The qualitative information based on the informal interviews was analyzed and arranged following the four main themes of the Sendai Framework for United Nations Disaster Risk Reduction (2015–2030). Therefore, the thematic analysis of the qualitative information following themes of UNDRR in this study focused on new guidelines for flood management by the local government, especially by the Shah Alam City Council, Malaysia (Table 3). The four priorities of action in the Sendai framework of DRR were the source of themes for the thematic analysis conducted in this study. By enhancing knowledge of disaster risk, governing disaster risk reduction, investing in and bolstering resilience, and preparing for recovery, rehabilitation, and reconstruction, the Sendai Framework redirected attention toward managing the fundamental drivers of disaster risk. The knowledge acquired from the Hyogo Framework for Action (HFA) is put into practice by UNDRR. The four priorities highlight the call for action rather than providing a comprehensive list of things to do. This means that national strategies adopted by Malaysia in 2020 would still be crucial because implementing the four priority areas might call for the creation and planning of additional specific measures at the local and national levels.
Given the significant change in emphasis on the risk inherent in the expected outcome and the resulting need to manage risk in and of itself, the thematic analysis of the first theme “understanding disaster risk” in its extent and genesis, including its drivers, is important. The Sendai Framework acknowledges that while knowledge must grow, partnerships are the cornerstone of disaster risk management because there is already a wealth of knowledge among stakeholders that must be managed and utilized well.

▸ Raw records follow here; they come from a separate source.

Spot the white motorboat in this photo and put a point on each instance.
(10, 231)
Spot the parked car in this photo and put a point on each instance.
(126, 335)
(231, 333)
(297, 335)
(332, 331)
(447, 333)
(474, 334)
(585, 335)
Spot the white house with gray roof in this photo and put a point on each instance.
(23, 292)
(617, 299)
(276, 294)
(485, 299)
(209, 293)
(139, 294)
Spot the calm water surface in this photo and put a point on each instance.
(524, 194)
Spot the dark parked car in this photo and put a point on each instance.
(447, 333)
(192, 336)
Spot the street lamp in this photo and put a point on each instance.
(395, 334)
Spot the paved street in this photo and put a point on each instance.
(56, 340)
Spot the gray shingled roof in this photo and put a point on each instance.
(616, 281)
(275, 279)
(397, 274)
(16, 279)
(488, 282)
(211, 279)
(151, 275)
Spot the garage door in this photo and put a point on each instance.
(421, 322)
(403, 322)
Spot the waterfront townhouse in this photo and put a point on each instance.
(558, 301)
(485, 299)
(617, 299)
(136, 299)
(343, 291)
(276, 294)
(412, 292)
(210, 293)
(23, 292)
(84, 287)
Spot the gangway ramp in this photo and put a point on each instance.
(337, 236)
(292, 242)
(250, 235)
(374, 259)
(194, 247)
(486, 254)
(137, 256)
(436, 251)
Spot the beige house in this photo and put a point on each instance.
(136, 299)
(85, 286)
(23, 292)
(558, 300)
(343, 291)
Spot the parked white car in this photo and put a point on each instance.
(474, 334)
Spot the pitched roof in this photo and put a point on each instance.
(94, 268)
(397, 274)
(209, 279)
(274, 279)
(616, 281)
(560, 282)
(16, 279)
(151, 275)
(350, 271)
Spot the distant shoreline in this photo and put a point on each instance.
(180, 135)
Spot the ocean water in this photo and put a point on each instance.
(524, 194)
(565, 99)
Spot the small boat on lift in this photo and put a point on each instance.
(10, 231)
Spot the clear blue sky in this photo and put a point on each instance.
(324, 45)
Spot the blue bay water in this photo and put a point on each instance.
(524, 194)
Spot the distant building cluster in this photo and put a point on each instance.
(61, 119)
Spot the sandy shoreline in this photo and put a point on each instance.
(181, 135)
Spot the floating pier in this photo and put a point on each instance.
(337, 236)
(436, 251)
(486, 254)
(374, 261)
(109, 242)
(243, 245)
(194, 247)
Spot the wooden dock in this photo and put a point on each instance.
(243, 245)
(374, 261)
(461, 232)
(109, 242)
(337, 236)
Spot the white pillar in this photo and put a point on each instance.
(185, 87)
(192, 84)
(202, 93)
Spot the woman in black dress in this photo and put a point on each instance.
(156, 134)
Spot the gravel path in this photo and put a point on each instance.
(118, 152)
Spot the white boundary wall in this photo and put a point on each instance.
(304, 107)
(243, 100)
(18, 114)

The thematic analysis provides advice on how to improve the international cooperation mechanisms for disaster risk reduction in the second theme, “disaster risk governance”. It specifically acknowledges the significance of the current regional and subregional strategies and plans and subtly suggests that their provisions be taken into consideration in future assessments and their continued implementation. Additionally, it expands upon the beneficial experience of the first voluntary peer reviews between nations as a crucial tool for regional and international collaboration, including transboundary collaboration. Cooperation between institutions and procedures is crucial for the effective use of pertinent international instruments. This method further demonstrates that relevant sector instruments of both legally and non-legally binding character should be interpreted and implemented, including programming and finance, using the Sendai Framework at Shah Alam, which is in line with the Malaysian Water Sector Transformation (WST2040). The next theme is “investing in resilience”, which is particularly dependent on efficient coordination and coherence in the formulation and implementation of sector policies and programs as well as the implementation of international instruments such as those concerning sustainable development, financing, and climate change and variability. Enhancing the social, cultural, health, and economic resilience of people, communities, countries, and their resources as well as the environment requires investing in structural and non-structural disaster risk reduction and prevention.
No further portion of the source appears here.